The Candle

The Candle
By Chase Winter

Cream circles in a stack of twenty seven. Cute, ornate, simple. Melting on the top where the sun rests during the day. Dust underneath it where the chaos of our little home settles in the evening. The scent faded years ago, maybe a decade ago. Back when I bought it for her, back when I bought things for her. Now it sits with no hope of a flame, waiting to be tossed out with the rest of our home. 

Next to it, a vase made of blue and purple ceramic etchings. The body of the vessel stands tall and sturdy next to the aging candle. No marks of the sun, no dust. No history of being dropped or heated. Just a messy plume protrudes from its opening. A wheat plume, perhaps. A symbol of a harvest long forgotten. Oh, how I miss those wispy autumn days. Days before the snow arrived, days before we locked our doors to shelter ourselves from the gale storm approaching. Have we protected ourselves? Are we warm?

I am not warm. No, I am naked to the breeze, that biting wind. And my fingers are numb, and my nose is a new hue of red. Like Rudolf without a sleigh, like a clown without an audience. I am frozen.

Who, might you ask, supports these objects that I speak of? Our kitchen table, of course. Our gifted, refinished, refurbished table. Sanded, painted, and stained anew by her and a friend from another lifetime. A friend who we never see, who never comes around, who doesn’t exist anymore. 
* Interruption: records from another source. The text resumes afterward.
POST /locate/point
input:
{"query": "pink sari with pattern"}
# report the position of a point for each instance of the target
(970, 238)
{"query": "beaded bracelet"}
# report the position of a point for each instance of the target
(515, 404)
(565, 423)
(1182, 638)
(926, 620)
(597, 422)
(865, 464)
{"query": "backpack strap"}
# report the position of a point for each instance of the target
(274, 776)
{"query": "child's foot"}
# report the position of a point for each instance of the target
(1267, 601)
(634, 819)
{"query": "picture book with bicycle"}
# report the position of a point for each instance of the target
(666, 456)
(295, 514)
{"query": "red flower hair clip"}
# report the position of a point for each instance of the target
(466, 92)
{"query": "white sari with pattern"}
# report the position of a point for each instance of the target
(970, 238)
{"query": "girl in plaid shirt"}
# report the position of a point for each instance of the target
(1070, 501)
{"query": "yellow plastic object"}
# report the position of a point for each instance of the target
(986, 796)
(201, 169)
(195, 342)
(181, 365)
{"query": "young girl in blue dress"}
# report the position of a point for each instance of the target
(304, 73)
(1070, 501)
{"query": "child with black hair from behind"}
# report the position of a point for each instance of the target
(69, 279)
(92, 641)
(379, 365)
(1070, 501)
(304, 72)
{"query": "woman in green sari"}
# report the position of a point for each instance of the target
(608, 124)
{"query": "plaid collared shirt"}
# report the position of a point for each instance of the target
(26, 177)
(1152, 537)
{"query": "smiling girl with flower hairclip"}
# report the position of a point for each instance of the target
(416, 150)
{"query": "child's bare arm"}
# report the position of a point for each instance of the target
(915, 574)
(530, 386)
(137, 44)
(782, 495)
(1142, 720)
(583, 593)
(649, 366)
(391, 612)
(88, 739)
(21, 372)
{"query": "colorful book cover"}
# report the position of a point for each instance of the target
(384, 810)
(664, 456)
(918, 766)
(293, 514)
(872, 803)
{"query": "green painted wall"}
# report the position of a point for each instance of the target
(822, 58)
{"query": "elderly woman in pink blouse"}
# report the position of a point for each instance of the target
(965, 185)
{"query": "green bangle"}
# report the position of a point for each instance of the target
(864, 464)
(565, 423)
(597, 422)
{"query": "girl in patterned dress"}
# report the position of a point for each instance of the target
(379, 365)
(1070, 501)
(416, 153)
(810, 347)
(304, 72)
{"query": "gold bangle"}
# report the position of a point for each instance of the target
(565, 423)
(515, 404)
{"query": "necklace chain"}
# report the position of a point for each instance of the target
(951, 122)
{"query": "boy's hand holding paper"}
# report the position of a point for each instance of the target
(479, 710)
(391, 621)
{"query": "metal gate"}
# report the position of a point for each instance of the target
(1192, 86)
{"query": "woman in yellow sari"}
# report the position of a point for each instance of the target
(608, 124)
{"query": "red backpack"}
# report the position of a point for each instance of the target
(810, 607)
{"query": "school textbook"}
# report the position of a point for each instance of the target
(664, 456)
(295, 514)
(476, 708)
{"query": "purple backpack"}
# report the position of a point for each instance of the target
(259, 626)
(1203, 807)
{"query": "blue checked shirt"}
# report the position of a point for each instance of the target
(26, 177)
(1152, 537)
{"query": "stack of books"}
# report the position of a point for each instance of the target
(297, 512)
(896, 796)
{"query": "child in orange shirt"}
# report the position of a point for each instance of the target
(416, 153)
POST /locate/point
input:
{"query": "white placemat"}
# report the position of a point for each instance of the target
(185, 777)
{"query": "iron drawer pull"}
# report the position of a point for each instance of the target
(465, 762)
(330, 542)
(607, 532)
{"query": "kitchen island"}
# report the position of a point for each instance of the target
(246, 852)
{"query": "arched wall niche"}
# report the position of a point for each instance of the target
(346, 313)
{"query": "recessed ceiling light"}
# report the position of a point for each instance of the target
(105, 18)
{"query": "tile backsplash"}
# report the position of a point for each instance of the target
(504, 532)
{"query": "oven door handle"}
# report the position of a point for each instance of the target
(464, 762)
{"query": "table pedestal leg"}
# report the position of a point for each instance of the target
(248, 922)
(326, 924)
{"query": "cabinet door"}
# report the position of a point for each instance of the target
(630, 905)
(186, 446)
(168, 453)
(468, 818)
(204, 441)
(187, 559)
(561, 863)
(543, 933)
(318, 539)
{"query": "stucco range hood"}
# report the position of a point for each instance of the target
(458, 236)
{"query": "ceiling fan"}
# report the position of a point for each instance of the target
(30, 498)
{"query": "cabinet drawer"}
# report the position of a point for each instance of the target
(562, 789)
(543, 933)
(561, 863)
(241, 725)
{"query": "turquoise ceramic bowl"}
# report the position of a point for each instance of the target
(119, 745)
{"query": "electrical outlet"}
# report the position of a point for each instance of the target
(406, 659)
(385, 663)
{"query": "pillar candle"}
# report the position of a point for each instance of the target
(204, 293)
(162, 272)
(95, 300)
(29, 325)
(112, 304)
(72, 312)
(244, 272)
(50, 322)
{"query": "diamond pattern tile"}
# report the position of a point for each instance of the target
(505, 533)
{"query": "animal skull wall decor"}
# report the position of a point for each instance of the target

But the table stands strong and supports our home more than the very concrete under our feet. Decisions were made around this table. Changes were enacted around the table. I can smell the aroma of anise and chicken stock when I sit at this table; the smell of sickness tended to. And there were arguments and lashings, beatings and bruises around this mahogany slab in the centre of our home. Would you sit with me at this table, knowing what it knows?

So, the candle and the vase sit alone. Inches from each other but never touching. Never being lit and never being tipped. Because they know what the table knows.